ASSESSING CHANGES IN LIPID BIOMARKERS IN SOILS ASSOCIATED WITH ANIMAL DECOMPOSITION OVER DECADAL TIME SCALES

Animal decomposition provides substantial inputs of organic carbon into the environment, which can drive long-lasting shifts in carbon and other biogeochemical cycles. Understanding the fate and transformation of these organic compounds over time is key to understanding the long-term effects of animal decomposition on the soil organic matter pool. Lipids are more recalcitrant than most other types of organic molecules and can be source specific to producer(s), making them an important target for understanding changes in soil organic matter dynamics. We analyzed the solvent extractable fatty acid and sterol composition of soils associated with a ~15-year-old beaver mass grave from a prairie ecosystem near Rapid City, South Dakota, and compared them to control soils not associated with beaver burial. Control soils had lower total extractable lipid contents relative to burial associated soils. Lipid compositions in both control and burial associated soils contained long-chained fatty acids (>C₂₀) and sterols (β-sitosterol, stigmasterol, and campesterol) diagnostic of the waxes of higher plants consistent with previous work from other prairie environments. However, burial associated soils contained relatively higher concentrations of cholesterol, the major sterol in animals, providing evidence of the impact of organic input from animal decomposition on the soil organic matter pool. Additionally, relatively higher concentrations of short-chained fatty acids (<C₂₀), including branched compounds, were also observed in the burial associated soils compared to controls. The changes in fatty acid content of the soils may reflect input from the beaver tissue or increased activity of microorganisms due to the influx of organic carbon during decomposition.

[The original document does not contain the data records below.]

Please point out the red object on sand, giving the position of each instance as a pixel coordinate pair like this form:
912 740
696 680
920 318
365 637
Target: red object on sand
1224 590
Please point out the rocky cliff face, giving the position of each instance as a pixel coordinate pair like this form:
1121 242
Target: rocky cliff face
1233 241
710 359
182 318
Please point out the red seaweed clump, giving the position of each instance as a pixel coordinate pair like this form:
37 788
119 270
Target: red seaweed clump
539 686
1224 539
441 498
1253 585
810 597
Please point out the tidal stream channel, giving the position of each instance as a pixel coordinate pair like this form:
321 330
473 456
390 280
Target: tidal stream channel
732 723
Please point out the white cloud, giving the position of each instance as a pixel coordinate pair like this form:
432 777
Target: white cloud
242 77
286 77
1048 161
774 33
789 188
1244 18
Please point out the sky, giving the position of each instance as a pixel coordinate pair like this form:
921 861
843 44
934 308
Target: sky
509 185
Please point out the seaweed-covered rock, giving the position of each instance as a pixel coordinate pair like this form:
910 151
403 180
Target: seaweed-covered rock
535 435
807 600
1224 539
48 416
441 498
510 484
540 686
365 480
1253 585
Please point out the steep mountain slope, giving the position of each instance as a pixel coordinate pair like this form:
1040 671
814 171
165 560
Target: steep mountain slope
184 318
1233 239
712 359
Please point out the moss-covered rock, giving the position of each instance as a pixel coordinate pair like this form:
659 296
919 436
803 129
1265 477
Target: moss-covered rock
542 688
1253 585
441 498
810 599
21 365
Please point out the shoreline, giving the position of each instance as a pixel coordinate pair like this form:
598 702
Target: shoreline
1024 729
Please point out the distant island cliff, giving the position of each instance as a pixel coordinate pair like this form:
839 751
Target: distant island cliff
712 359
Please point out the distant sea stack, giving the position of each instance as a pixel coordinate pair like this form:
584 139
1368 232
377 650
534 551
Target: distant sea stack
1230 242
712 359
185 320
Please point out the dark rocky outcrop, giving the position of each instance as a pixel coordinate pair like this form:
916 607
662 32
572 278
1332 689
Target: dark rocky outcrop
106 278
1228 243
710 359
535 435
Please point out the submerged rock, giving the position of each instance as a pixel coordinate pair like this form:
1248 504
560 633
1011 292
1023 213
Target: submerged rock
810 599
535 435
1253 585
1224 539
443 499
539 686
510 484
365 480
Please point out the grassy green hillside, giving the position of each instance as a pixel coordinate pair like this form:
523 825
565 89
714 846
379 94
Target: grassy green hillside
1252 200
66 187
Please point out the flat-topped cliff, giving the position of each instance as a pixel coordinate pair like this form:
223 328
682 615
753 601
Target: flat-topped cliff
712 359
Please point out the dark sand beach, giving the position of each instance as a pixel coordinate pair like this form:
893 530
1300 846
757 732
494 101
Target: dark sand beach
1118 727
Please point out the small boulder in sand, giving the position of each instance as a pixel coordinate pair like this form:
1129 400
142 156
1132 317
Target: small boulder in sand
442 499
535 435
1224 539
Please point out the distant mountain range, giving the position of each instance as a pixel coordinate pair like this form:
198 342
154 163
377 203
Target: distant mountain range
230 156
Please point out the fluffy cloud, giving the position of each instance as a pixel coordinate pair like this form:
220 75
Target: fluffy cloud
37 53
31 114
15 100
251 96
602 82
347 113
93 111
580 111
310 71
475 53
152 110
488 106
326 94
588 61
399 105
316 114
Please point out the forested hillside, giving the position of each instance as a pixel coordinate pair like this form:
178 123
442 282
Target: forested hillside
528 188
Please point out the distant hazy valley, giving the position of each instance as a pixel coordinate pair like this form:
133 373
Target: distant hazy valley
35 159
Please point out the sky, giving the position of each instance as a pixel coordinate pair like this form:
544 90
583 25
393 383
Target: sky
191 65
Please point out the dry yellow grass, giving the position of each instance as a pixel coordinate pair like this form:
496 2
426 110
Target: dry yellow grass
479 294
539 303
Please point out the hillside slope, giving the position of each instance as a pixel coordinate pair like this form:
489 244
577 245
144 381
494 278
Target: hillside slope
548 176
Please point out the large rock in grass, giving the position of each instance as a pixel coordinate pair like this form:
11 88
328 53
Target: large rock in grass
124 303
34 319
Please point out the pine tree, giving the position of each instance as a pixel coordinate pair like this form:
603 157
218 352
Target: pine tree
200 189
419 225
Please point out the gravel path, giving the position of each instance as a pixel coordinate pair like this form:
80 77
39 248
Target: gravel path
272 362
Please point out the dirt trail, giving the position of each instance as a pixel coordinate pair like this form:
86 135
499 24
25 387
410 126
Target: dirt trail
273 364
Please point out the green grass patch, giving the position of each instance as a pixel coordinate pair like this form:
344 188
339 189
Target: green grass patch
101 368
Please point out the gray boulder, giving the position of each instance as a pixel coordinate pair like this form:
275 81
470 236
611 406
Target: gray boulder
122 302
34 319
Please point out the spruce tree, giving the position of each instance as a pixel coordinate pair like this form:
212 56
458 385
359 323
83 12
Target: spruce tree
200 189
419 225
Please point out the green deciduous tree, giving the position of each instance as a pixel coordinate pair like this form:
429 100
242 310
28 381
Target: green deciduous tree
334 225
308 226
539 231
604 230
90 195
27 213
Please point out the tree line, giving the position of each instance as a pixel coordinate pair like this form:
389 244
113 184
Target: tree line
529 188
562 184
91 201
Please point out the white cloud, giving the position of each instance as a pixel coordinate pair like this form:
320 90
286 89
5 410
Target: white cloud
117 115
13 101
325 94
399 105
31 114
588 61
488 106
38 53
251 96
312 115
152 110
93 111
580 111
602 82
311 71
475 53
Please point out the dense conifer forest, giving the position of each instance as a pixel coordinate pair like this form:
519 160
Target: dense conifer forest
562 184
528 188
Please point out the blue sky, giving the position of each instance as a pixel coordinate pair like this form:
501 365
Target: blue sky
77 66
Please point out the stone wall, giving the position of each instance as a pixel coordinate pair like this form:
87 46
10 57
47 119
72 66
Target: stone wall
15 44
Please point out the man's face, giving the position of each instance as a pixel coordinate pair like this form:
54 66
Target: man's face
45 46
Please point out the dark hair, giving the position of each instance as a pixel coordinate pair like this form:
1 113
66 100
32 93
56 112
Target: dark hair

Overall, these results indicate that animal decomposition in a burial setting drives changes to the lipid content of soil organic matter over decadal time scales and provides insight into understanding how these changes affect carbon cycling. In addition, understanding the changes in lipid content in soils associated with animal decomposition may also have forensic applications in identifying clandestine gravesites and in paleontological applications where they are used in paleoenvironmental reconstructions.